A team of researchers at University of California, Santa Barbara, has developed a new quantum mechanical-based biosensor that is potentially 10,000 times more sensitive than conventional FET-based sensors.
This new sensor offers significant potential for detecting biomolecules at ultra low concentrations, with applications in instant point-of-care diagnosis of disease, in addition to the detection of trace substances for forensics and security.
The methodology for the development of the new sensor was proposed by Kaustav Banerjee, director of the Nanoelectronics Research Lab and professor of Electrical and Computer Engineering at UCSB, and PhD student Deblina Sarkar. The details of their study appeared in the April 2, 2012 issue of the Applied Physics Letters journal.

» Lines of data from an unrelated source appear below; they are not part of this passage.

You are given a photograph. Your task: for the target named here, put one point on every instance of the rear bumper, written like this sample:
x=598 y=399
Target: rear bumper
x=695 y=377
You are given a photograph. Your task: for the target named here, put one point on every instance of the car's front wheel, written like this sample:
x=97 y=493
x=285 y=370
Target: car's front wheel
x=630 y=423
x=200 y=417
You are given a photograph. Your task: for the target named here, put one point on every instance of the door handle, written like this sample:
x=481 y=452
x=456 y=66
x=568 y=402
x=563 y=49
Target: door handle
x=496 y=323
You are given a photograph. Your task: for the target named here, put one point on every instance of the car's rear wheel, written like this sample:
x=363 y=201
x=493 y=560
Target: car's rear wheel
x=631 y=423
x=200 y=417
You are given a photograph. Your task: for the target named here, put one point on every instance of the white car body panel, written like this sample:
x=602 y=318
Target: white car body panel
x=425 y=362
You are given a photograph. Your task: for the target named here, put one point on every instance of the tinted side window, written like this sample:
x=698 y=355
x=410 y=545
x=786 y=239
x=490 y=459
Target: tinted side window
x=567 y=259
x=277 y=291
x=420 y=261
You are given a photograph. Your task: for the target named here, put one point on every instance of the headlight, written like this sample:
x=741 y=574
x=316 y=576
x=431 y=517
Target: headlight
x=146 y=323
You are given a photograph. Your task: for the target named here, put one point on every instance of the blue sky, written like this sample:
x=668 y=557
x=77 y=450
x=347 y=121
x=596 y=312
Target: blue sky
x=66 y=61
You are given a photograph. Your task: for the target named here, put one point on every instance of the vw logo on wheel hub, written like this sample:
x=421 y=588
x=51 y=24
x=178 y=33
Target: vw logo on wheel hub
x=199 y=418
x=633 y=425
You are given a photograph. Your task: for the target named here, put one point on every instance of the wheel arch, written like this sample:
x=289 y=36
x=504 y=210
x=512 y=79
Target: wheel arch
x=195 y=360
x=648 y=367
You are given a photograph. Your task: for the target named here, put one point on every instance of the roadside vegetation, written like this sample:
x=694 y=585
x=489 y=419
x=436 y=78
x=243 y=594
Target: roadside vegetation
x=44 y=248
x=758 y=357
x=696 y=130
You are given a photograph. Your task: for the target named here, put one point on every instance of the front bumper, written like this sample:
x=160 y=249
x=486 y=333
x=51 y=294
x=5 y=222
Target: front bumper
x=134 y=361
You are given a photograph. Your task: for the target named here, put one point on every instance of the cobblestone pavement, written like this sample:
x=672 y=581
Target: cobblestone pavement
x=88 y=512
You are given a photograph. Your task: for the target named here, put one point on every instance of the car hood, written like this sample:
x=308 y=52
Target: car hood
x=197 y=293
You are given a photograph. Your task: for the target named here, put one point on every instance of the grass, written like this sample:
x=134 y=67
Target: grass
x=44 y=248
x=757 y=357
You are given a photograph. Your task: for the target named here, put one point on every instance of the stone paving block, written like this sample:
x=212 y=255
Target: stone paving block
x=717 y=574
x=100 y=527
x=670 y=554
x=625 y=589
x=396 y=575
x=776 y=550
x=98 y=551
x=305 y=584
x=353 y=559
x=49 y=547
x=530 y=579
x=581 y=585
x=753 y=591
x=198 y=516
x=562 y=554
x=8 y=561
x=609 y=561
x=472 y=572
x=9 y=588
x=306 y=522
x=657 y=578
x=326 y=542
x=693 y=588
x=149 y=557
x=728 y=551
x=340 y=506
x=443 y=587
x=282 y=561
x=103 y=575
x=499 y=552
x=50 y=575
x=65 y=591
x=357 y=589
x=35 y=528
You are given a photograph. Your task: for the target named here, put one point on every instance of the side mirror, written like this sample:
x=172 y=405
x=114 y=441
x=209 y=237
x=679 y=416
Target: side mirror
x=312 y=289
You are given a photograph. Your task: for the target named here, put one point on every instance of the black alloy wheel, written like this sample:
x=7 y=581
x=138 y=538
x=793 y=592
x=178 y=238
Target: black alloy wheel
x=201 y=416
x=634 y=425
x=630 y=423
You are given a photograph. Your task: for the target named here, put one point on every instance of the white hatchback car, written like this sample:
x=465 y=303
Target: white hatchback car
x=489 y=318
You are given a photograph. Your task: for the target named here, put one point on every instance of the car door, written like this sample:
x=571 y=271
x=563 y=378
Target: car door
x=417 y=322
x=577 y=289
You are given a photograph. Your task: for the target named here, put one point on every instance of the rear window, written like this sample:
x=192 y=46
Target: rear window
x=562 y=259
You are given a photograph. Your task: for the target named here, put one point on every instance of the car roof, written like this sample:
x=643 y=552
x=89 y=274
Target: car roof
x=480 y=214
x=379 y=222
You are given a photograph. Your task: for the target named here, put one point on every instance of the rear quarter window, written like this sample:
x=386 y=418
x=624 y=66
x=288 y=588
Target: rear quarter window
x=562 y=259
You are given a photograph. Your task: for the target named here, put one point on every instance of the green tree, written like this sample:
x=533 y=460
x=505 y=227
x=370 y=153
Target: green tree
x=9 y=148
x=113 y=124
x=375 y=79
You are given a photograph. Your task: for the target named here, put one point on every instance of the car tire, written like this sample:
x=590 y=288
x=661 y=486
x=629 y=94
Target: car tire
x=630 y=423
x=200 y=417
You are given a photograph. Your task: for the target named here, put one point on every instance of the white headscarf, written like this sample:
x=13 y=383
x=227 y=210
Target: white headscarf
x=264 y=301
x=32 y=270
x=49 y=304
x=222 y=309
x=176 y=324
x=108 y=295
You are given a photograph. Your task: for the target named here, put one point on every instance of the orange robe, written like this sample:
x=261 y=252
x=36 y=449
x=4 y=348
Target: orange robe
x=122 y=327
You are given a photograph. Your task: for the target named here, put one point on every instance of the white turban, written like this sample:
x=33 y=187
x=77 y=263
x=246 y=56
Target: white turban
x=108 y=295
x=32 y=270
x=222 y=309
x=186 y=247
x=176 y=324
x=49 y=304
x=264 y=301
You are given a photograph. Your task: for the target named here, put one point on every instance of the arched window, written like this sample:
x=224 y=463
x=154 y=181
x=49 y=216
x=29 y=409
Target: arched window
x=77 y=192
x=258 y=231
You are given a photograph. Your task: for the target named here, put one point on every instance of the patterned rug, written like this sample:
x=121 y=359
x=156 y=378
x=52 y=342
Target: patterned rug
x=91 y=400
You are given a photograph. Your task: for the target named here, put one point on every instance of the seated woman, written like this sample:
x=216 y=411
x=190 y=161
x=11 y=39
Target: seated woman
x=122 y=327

Their approach beats the fundamental limits of a conventional Field-Effect-Transistor (FET) by designing a Tunnel-FET (T-FET) sensor that is faster and four orders of magnitude more sensitive.
Conventional FET-based biosensors are becoming increasingly popular in the medical, forensic and security industries as a cost-effective alternative to optical detection procedures, as they eliminate the time consuming and expensive need to label target molecules with fluorescent dye before detection.
The UCSB researchers expect their new T-FET biosensor to have a notable impact on research in genomics and proteomics, as well as pharmaceutical, clinical and forensic applications.
A patent disclosure has been filed for the new technology, which Banerjee and Sarker estimate could be ready for the marketplace in as few as two years.